As our son grew up and became more independent, I naturally gravitated toward something else to nurture and found gardening. I think this happens to a lot of people: as they and their families grow older, they find something else to take care of or a new creative outlet. I spent a lot of time puttering about in my “garden,” but soon realized I knew nothing about gardening.
One day, I received an email from Cornell Botanic Gardens inviting me to a special tea for people interested in becoming docents. I attended the tea and discovered that Cornell Botanic Gardens would train me to function as a docent and, as part of that process, teach me about the plants at the Gardens and so much more. All I had to do was apply myself, and I thought, “This is perfect. This is exactly what I need!” I’m normally a cautious person, but such was my interest in the subject that I just thought, “I’m going to do that!” I basically had to start from zero, and there was a lot to learn, but since that first training experience, my passion, interest and enthusiasm have grown and grown. So, my involvement grew out of a consuming interest in plants and gardening, and Cornell Botanic Gardens was a way to feed that interest.
Now I am a Master Gardener, and I teach a few classes for Cornell Cooperative Extension. Everything I learn at the Gardens I can apply to my own gardening.

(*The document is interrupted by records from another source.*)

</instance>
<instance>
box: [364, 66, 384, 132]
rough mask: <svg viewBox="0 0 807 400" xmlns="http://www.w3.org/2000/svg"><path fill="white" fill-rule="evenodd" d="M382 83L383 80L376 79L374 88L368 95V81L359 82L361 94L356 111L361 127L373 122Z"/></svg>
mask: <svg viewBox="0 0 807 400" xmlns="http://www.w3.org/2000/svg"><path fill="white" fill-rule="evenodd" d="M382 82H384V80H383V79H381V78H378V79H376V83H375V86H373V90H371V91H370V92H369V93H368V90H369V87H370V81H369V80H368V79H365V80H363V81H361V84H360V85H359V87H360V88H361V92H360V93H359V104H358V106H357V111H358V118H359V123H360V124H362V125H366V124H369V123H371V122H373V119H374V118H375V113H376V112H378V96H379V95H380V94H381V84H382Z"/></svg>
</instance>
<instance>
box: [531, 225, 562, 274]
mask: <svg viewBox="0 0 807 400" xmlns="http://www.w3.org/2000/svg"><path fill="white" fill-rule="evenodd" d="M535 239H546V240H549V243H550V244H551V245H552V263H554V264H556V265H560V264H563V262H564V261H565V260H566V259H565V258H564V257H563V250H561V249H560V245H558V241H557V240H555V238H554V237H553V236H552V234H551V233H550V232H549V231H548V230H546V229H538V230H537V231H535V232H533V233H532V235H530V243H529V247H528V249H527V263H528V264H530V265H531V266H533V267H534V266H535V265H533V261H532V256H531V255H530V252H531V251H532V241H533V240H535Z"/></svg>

Gardening has become a huge part of my life and my active retirement years, and I love doing all of it; my garden, my role at the Gardens, and my master gardening, they all work together. Cornell Botanic Gardens launched me, it absolutely did, and I’ve built on it, but Cornell Botanic Gardens is my first love. No matter how involved I get with master gardening or my own garden, I always return to Cornell Botanic Gardens as the place where it all started.”
-Teresa Craighead, on how she has grown during her time with the Gardens
Teresa has been a Garden Guide with Cornell Botanic Gardens for over 10 years. Far from the days of “puttering around in her garden knowing nothing,” Teresa now teaches others about plants and gardening through the countless tours she leads at the Gardens as well as the classes she teaches for Cornell Cooperative Extension.